According to our experience, we would recommend the use of SSTS into an ERAS protocol, given its prompt analgesic action and the limited incidence of adverse events. In addition, patients on SSTS therapy may theoretically present less hypotension, thus requiring less fluid supplementation and paresthesia compared with those on epidural analgesia; these characteristics, together with the limited invasiveness, further enhance the possibility of patient’s mobilization.18

Our data are consistent with a recent study by Meijer et al on postoperative SSTS use in a large cohort of patients.23

Similar to our study, it was retrospective and without a control group; however, our study was monocentric, assuring a consistent patient management, and our surgical population was more homogeneous, with patients undergoing abdominal and gynecological surgery only. In our study, the main difference with Meijer’s results was the lower incidence of nausea (34% vs 12%); however, they did not describe the intraoperative use of opioids, and a higher use of these drugs might have contributed to the difference.

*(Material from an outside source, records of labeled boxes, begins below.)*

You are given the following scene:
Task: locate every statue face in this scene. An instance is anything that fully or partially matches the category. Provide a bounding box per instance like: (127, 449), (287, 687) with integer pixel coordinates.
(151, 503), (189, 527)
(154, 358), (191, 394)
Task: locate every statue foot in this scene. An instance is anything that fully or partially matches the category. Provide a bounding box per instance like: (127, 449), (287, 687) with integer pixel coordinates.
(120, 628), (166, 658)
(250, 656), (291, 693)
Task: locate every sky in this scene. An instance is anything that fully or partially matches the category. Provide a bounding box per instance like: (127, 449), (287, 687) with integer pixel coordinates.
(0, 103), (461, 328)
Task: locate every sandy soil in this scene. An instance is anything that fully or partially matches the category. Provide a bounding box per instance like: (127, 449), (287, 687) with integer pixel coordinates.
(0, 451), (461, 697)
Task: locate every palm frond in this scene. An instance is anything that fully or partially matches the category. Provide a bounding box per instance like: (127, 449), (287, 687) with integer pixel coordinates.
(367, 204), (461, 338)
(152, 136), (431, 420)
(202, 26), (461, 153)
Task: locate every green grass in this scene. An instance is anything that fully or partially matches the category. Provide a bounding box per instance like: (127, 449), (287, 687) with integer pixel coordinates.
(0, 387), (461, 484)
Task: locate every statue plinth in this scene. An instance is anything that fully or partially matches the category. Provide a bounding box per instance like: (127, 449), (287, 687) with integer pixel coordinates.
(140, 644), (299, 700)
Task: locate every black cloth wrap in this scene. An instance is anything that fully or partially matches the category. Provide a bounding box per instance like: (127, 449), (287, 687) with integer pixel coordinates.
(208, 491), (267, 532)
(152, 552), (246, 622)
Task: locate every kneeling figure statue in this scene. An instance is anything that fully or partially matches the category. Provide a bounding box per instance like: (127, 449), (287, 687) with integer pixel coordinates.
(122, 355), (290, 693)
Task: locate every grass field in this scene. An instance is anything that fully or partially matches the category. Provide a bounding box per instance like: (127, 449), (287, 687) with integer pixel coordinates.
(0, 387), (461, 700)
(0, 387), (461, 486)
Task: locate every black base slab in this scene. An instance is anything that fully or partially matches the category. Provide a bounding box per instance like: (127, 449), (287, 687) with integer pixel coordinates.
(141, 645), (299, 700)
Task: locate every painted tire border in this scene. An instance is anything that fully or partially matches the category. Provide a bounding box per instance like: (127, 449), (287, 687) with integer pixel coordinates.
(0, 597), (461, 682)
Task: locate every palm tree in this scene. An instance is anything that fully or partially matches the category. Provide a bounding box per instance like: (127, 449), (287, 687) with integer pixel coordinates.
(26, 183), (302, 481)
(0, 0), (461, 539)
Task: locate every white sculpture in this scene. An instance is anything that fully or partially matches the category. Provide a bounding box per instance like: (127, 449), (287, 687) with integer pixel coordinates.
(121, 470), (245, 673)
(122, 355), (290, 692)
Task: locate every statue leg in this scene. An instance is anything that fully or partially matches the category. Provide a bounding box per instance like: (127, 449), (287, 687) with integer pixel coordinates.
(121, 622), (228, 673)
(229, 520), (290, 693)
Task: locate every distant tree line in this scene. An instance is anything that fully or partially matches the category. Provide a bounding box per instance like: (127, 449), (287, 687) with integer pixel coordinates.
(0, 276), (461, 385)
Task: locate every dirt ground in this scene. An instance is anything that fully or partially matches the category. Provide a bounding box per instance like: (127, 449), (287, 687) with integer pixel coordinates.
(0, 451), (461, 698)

Our study presents several limitations, including its retrospective observational nature and the absence of a comparative group, with respect to similar published randomized trials.11,12 Furthermore, a small proportion of missing data was not available for the final evaluation.

Conclusions

Although the retrospective and observational nature of the study as well as the lack of a comparative group limits the strength of evidence, our results deem SSTS an effective and safe tool for the management of postoperative pain after major abdominal and gynecological surgery within an ERAS protocol. Further large randomized controlled trials are necessary to confirm these positive preliminary results and to explore the involvement of different health care providers in the management of SSTS therapy.

Acknowledgments

Medical writing was performed by Luca Giacomelli, PhD; this assistance and editorial support was provided by Grunenthal, who did not have any part in the development of the study rationale, the carrying out of the study, nor writing of the paper.

Disclosure

The authors report no conflicts of interest in this work.